Mercado e governo articulam para fomentar parcerias

No setor de petróleo e gás, envolvido na Operação Lava-Jato, a barreira para a entrada de estrangeiros é explícita. Nos contratos para exploração e produção, as empresas que vencem as licitações têm de cumprir um nível mínimo de conteúdo local, com o objetivo de gerar empregos e estimular a indústria nacional. Para atuar no setor, as multinacionais abrem estaleiros no país mediante associação com as grandes construtoras brasileiras.

Quase todas as empresas brasileiras citadas pela Polícia Federal (Queiroz Galvão, Camargo Corrêa, UTC, Engevix, Odebrecht, OAS) atuam em estaleiros associadas a grupos estrangeiros.

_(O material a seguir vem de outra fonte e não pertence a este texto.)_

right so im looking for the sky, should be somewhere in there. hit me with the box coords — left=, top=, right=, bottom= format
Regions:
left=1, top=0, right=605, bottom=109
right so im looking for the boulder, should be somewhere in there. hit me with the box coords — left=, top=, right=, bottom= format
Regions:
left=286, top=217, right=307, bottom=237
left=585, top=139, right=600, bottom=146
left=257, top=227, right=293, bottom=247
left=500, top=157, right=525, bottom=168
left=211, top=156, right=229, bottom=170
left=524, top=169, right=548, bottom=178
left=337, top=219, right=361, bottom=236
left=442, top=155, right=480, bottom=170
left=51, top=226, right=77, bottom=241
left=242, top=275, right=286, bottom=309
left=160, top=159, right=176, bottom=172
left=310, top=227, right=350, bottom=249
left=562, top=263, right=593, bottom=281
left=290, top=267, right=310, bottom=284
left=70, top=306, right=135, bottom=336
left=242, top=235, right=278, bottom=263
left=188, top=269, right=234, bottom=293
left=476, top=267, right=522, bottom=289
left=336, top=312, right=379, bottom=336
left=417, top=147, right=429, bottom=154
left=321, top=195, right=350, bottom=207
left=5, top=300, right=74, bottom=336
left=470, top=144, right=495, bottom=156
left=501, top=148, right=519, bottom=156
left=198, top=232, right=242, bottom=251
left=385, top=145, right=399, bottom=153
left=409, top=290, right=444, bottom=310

E também há casos de parcerias de multinacionais com empresas menores.

Barreiras

Para analistas, a exigência de conteúdo nacional – criada em 1999, com a abertura do mercado – se mal administrada, pode barrar a entrada de grupos estrangeiros e favorecer a formação de "clubes" nacionais entre fornecedores.

Para o economista da PUC-SP Antonio Correa de Lacerda, a exigência de conteúdo local por si só não desestimula a entrada de estrangeiros, pois são regras que existem em outros países. Mas são necessárias regras claras e controles rígidos. "Atingir o nível de conteúdo local pressupõe economia de escala, o que leva a uma oligopolização, quase uma cartelização", diz Lacerda. "Mas, se não aproveitarmos investimentos para gerar conteúdo local, não tem como estimular a indústria local. É quase um mal necessário".

Características

Modelo brasileiro inclui doações e negociação de margens

Independentemente do estímulo do governo, escritórios de advocacia e bancos de investimentos no país já apostam que as parcerias entre empresas nacionais com estrangeiros ocorrerão a curto prazo. Uma as razões é a necessidade de investimentos em infraestrutura no Brasil, superior à capacidade das nossas empreiteiras. "A discussão agora é como vamos processar essa transição de maneira relativamente ordenada e sair do outro lado com uma estrutura boa?", indagou uma fonte do setor privado.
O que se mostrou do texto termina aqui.